I guess what I am asking for is transparent handling of binary data. You shouldn't have to escape anything, other clients shouldn't have to know you escaped anything and you shouldn't have to encode the data.
The current version of SQLite has some support for binary data. But SQLite is not 100% ready to handle binary data just yet. To be safe, you should consider encoding your data into a form that does not contain \000 characters. The sqlite_encode_binary() and sqlite_decode_binary() functions work well for this.

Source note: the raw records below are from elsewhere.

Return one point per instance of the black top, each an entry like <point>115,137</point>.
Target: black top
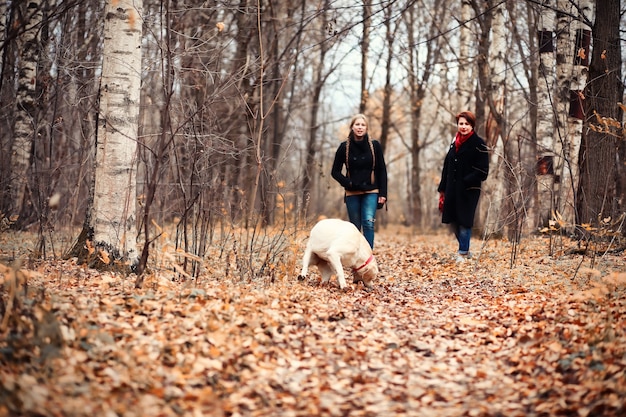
<point>360,163</point>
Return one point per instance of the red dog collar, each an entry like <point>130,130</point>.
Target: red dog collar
<point>365,264</point>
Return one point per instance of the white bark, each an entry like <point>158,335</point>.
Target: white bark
<point>545,116</point>
<point>113,212</point>
<point>25,105</point>
<point>572,81</point>
<point>494,186</point>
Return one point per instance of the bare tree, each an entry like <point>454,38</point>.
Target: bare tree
<point>496,135</point>
<point>365,49</point>
<point>545,113</point>
<point>572,56</point>
<point>29,15</point>
<point>110,224</point>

You cannot insert binary data using an INSERT statement in SQL. Why not? Because any \000 character in the binary data will appear to the parser to be the end of the INSERT statement and you will end up with a syntax error. So you cannot insert binary data using sqlite_exec(). But you can insert binary data using sqlite_compile(). Using sqlite_compile() your SQL statement can contain a '?' character any place it is legal to put a string constant. So you can say things like this:
INSERT INTO t1(x) VALUES(?);
Then you can use the sqlite_bind() API to bind the data you want the ? to represent. sqlite_bind() allows you to bind arbitrary length binary data.
This works, mostly. As currently implemented SQLite cannot accept binary data in an indexed column or primary key. (It's going to take a file format change to fix that problem.) But how often do you want an index on binary data anyhow?
There is also a little bit of a problem getting the binary data back out. Using either the sqlite_exec() callback or the sqlite_step() APIs, all you get is a pointer to the beginning of the binary data - you are not told its length. SQLite knows the length internally, it just isn't telling you. We hope to fix that deficiency soon. In the meantime, just store the length in a separate column.
You should also avoid trying to transform binary data using built-in operators or SQL functions. They will not, for the most part, work. With binary data, about all you can do is store and retrieve it.
Here is the biggest show-stopper: If you VACUUM a database that contains binary data, it will truncate the binary data at the first \000 character. The same thing happens if you try to ".dump" the database into an ascii text file. These are really the same problem because VACUUM works internally by doing a ".dump" and piping the results into a new database. At some point, I'll probably work around this by implementing optional mysql-style backslash escapes so that the \000 characters in binary data can be represented by the 4-character sequence "\000". This would be OFF by default (for SQL compatibility) but be selectable ON using a pragma.